On 26-27 February 2013, I conducted the first Wikipedia training in Gobabis, the capital of Omaheke Region, for teachers from our six pilot schools. Further participants were local government representatives, the community librarian, and a few out-of-school youth. I taught them how to create an account, make edits, use references, and write in an encyclopedic style; "Wikipedia is an encyclopedia" is quite a meaningless statement for people who have never seen one.
Together we expanded one article, Witvlei, from a one-line stub to an acceptable start-class article on the English Wikipedia. The highway from the capital Windhoek to Gobabis leads through Witvlei, so I could even contribute a picture and GPS coordinates. We then went to the OtjiHerero incubator and created a few articles, one for every village the participants came from, by translating the first paragraph from the English Wikipedia.
Progress was slow at first. The lab computers were not working as expected, the participants shared a 56K dial-up connection, and as in every workshop I had so far we ran into the 6-accounts-per-day rule for account creation, this time with the additional trouble that several members never set up an email account in their life, and that there was nobody “at home” at the Account Creation team.

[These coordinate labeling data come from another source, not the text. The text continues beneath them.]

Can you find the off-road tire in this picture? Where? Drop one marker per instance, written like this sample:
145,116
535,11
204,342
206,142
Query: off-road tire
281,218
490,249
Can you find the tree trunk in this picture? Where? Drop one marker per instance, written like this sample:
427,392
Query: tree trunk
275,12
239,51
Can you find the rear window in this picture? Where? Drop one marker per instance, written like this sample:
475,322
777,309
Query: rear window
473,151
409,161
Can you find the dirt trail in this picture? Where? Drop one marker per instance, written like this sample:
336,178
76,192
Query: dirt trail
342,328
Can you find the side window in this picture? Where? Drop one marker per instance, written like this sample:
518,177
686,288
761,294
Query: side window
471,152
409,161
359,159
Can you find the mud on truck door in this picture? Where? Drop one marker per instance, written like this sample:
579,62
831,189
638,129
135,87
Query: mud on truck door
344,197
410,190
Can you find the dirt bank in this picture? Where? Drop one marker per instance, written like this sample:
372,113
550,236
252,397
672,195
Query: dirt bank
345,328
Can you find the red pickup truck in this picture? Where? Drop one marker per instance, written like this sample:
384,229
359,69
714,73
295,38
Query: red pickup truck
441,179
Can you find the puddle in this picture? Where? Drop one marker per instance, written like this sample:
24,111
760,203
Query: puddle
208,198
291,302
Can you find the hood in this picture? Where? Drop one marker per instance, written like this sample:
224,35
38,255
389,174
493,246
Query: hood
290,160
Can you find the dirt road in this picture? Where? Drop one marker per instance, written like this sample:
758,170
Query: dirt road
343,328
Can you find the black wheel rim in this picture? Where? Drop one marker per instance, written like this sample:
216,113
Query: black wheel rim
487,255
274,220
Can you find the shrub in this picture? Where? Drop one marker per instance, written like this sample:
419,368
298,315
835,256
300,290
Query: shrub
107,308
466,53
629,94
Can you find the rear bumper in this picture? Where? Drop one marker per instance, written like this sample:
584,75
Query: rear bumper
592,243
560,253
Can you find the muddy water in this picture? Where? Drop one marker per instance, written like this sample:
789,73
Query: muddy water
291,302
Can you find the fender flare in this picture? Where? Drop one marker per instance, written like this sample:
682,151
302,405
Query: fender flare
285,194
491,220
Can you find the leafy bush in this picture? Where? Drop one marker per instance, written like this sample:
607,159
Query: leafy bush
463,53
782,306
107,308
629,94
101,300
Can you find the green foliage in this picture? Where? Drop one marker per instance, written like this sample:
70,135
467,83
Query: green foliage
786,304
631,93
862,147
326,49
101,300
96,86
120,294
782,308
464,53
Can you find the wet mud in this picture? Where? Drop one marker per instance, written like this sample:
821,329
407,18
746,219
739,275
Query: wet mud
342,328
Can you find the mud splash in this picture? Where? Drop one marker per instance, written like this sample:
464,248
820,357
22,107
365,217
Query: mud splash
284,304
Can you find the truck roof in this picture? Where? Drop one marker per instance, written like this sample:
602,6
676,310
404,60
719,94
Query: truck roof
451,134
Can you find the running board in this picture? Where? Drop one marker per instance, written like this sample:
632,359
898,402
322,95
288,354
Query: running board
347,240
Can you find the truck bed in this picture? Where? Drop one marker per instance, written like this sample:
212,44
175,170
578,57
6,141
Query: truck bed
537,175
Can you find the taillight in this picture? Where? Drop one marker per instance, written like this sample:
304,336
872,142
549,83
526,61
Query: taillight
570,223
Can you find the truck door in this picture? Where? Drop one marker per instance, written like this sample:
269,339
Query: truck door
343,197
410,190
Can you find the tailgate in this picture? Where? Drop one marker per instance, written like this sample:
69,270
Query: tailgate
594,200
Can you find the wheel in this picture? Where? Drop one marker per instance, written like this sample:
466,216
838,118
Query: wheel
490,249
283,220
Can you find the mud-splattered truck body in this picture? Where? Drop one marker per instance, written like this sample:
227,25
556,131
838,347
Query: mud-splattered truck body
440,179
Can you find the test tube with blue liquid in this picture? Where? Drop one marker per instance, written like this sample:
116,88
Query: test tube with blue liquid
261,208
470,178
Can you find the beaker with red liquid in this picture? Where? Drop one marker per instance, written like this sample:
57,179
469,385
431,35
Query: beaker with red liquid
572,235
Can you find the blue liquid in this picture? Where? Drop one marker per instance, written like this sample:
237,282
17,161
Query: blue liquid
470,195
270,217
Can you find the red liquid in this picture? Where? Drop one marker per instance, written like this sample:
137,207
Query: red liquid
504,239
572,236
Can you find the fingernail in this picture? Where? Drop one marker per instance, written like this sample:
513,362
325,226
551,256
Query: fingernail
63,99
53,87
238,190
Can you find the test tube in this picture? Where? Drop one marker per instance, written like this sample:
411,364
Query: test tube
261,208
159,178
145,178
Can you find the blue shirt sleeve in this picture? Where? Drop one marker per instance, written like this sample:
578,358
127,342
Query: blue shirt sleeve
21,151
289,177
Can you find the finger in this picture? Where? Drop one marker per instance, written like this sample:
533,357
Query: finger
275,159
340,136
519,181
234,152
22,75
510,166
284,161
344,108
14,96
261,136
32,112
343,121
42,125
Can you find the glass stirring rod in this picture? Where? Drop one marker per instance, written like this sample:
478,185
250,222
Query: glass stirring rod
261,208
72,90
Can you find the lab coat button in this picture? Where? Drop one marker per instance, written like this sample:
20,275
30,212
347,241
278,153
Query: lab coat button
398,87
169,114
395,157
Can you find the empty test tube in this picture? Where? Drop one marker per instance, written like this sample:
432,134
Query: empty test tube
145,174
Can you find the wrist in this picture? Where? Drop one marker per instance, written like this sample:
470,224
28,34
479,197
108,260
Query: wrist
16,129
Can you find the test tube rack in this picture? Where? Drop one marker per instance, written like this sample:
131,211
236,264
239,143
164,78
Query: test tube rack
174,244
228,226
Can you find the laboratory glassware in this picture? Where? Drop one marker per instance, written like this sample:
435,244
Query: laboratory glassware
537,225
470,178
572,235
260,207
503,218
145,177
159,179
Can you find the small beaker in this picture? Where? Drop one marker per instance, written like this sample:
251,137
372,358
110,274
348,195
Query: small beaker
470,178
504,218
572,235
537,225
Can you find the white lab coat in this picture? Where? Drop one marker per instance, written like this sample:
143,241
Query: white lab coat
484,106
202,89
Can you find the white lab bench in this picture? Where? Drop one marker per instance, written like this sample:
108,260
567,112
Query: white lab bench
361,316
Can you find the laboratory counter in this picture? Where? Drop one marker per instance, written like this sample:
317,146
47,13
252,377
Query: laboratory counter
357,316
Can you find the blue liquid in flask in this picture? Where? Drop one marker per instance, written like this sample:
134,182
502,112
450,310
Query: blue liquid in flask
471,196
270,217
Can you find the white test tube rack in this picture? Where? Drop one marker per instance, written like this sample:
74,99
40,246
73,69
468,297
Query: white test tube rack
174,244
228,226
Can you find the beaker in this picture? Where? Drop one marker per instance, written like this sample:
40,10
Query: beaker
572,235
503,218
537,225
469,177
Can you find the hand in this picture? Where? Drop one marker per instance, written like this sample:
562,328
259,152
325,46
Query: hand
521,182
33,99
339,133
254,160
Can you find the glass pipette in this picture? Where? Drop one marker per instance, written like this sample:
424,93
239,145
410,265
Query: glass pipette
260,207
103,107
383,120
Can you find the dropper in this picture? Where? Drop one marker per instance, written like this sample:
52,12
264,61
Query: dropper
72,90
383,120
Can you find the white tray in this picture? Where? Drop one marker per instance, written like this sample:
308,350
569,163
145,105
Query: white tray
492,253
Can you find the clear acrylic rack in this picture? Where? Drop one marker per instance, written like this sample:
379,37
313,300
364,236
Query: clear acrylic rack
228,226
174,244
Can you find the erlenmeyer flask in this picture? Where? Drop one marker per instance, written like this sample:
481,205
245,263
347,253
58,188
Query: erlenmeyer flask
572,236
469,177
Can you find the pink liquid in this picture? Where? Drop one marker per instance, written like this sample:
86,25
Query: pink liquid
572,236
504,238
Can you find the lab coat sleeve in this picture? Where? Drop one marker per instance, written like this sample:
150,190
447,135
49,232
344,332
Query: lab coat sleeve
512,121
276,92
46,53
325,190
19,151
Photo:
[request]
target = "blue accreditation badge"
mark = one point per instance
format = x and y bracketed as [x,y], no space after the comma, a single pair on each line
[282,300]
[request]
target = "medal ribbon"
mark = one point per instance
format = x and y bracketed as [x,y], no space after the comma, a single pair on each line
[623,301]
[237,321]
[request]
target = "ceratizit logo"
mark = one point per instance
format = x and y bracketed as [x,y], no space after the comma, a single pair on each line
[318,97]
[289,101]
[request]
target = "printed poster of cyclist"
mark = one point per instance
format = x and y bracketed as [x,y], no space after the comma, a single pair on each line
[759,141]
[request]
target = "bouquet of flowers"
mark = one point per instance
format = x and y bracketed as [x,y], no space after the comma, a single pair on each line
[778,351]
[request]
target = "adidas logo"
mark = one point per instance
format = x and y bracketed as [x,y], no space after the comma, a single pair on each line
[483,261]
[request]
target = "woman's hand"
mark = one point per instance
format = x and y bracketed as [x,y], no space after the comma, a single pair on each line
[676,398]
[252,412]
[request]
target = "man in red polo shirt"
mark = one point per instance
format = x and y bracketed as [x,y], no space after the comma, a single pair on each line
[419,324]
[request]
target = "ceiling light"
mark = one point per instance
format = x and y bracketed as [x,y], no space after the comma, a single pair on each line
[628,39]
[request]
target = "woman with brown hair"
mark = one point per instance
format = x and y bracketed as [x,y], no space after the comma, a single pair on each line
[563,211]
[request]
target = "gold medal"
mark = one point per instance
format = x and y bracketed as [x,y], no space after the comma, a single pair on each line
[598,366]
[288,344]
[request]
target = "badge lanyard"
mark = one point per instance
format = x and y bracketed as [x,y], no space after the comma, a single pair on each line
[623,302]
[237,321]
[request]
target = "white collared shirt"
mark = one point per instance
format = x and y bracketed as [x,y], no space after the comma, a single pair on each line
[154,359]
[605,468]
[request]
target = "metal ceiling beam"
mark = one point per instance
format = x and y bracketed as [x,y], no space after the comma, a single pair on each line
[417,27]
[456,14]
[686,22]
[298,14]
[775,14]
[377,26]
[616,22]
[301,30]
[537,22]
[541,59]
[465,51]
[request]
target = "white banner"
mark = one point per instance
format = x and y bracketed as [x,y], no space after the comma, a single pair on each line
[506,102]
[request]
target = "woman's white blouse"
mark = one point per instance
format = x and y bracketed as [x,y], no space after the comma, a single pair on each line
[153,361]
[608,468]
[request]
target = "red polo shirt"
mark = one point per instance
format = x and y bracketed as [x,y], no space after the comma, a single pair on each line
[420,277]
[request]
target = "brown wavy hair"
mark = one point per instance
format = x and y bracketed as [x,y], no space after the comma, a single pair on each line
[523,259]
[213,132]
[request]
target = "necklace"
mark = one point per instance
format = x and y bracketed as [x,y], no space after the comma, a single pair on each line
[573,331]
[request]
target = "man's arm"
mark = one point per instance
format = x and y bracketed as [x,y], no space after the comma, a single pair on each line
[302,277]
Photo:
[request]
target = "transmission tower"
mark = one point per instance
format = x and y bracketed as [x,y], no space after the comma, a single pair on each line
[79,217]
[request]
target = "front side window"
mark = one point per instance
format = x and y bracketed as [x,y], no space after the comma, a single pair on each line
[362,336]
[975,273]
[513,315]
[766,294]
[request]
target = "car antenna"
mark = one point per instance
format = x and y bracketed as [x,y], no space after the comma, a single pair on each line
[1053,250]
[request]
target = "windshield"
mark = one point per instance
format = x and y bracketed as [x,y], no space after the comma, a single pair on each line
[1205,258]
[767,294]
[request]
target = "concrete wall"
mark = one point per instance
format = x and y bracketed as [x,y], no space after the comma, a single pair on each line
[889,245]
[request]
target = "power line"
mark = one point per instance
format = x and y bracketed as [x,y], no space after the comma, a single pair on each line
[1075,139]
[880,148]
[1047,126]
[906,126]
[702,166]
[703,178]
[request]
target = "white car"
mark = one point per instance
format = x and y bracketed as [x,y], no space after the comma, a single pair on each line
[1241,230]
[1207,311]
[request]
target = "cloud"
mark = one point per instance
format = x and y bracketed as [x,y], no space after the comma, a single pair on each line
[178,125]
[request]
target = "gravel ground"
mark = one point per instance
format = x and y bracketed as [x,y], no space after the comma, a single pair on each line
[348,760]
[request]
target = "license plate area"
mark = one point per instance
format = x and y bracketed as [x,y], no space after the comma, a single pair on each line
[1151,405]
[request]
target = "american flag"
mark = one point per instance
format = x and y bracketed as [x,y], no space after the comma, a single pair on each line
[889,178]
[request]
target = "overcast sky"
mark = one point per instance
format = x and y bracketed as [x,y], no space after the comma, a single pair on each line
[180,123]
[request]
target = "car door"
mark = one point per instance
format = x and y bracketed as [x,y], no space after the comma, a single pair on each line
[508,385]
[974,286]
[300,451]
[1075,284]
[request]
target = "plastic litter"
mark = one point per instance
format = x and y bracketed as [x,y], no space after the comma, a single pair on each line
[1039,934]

It was not the standard first-world workshop setting. The venue was quite hot and unventilated, fifteen people in a small room with only a tin roof, and the inside temperature about 35°C. Even after 13 years in Namibia I think I haven't been sweating that much before. The "buffet" consisted of an aluminium pot that contained cheese rolls, and a bucket of artificial fruit juice from which one had to scoop with the only available cup. The petrol station proudly offered yesterday's newspaper for sale. Alas, the food was tasty, the accommodation as rustic as its name (“Onze Rust”, Afrikaans for our rest), and the relationship among the participants was colleagial.
When the teachers went back to their villages, they did not yet have Internet access there. Telecom Namibia agreed to sponsor this, but it is not in place yet. Let's hope they really teach their pupils what Wikipedia is, and that everyone is invited to contribute.